Whole Foods denies an immigrant employee an interview, and is hit with a discrimination lawsuit.
Mark Opio, 36, who spent almost a decade living in a refugee camp, immigrated to Maine twenty years ago. He recently applied for a position as an assistant team leader at Whole Foods and received an invitation for a panel interview. However, he has alleged in a new lawsuit that the company canceled this appointment because Opio couldn’t read the store’s operations manual – a claim he says is untrue. The suit also contends a manager “told Opio that he hadn’t done enough to prove himself to others in the department where he hoped to work and failed to get co-workers to accept you as one of them.”
Under state law, a ruling from the Maine Human Rights Commission (MHRC) is required in order to file a discrimination lawsuit. In fall of last year, MHRC found “reasonable grounds to believe that Whole Foods discriminated against Mark Opio on the basis of race, color, ancestry, and/or national origin.” There were “no reasonable grounds to believe that Whole Foods and/or Amazon retaliated against Mark Opio for engaging in WPA- and/or MHRA-protected activity.”
Opio commented, “I felt like I had achieved the American Dream, and I believed that, in America, anyone had a chance to succeed if they were willing to work hard and be judged on the quality of their work. But when Whole Foods denied me the chance to even interview for a leadership position, it made me question all that. It makes me wonder if I will always be treated like a second-class citizen in America.”
His attorney, Carol J. Garvan of the Portland firm of Johnson, Webbert & Garvan, added, “Opio worked in Whole Foods’ meat department for seven years until 2015, when he moved to Canada for a few years.” The complaint continues, “He left Whole Foods to seek employment where he would have a fair chance to move up in the company and earn recognition for his hard work and education. Mr.
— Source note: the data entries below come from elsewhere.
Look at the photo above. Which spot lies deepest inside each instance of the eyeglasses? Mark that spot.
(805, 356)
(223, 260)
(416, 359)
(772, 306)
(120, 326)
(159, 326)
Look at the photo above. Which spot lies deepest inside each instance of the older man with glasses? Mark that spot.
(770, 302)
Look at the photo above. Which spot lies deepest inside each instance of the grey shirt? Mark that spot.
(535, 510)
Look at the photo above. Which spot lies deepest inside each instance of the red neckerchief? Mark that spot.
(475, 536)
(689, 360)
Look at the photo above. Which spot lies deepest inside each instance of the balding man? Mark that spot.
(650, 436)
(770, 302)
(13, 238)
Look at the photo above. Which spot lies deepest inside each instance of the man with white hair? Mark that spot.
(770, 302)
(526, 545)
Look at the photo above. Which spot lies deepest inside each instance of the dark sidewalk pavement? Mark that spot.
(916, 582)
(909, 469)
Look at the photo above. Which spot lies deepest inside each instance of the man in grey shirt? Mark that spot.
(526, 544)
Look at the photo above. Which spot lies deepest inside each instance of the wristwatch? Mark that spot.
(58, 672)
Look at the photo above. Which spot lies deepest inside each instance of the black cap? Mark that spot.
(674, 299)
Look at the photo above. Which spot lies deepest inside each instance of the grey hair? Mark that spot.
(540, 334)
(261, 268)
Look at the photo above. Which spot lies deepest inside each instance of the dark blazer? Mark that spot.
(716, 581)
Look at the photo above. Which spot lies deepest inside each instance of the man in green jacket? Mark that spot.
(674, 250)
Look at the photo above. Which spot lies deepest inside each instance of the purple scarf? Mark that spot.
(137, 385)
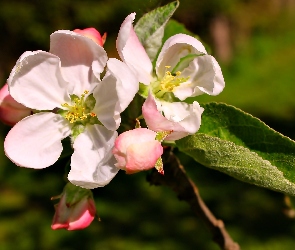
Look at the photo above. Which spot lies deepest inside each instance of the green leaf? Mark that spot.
(150, 28)
(173, 27)
(242, 146)
(89, 103)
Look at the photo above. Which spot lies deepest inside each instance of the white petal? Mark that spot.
(106, 97)
(132, 52)
(181, 118)
(35, 141)
(92, 163)
(126, 83)
(37, 83)
(188, 116)
(174, 48)
(81, 58)
(205, 76)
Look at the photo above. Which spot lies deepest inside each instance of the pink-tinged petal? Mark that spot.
(93, 34)
(174, 48)
(35, 141)
(205, 76)
(107, 99)
(181, 118)
(92, 163)
(37, 83)
(126, 83)
(155, 120)
(82, 220)
(137, 150)
(75, 210)
(132, 52)
(81, 58)
(188, 116)
(11, 111)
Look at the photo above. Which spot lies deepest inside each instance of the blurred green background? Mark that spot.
(254, 42)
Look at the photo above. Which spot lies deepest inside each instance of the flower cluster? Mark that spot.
(76, 91)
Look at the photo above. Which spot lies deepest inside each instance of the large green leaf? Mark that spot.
(150, 28)
(242, 146)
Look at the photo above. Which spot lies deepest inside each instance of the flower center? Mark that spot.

Opio would not have left Whole Foods if he had received the promotion.”
Opio, who became a U.S. citizen in 2007, has a bachelor’s degree in business administration and management from the University of Southern Maine. After he was notified that his interview was canceled, the company reportedly hired a white male with less than two years’ experience. Opio gave his two-week notice to the company on Sept. 26, 2019, according to the complaint. He is seeking back pay and damages, as well as the introduction of a requirement for managers to take civil rights training.
The company has faced similar litigation as of late. In February of this year, a federal trial judge dismissed most of a discrimination lawsuit filed by former employees at a Whole Foods Market in Cambridge. The lawsuit, which was originally filed in summer 2020, claimed the company “illegally barred employees from wearing protective masks that read “Black Lives Matter.” The plaintiffs said Whole Foods violated Title VII of the Civil Rights Act of 1964.
“At worst,” Boston federal court Judge Allison Burroughs wrote, “they were selectively enforcing a dress code to suppress certain speech in the workplace. However unappealing that might be, it is not conduct made unlawful by Title VII.”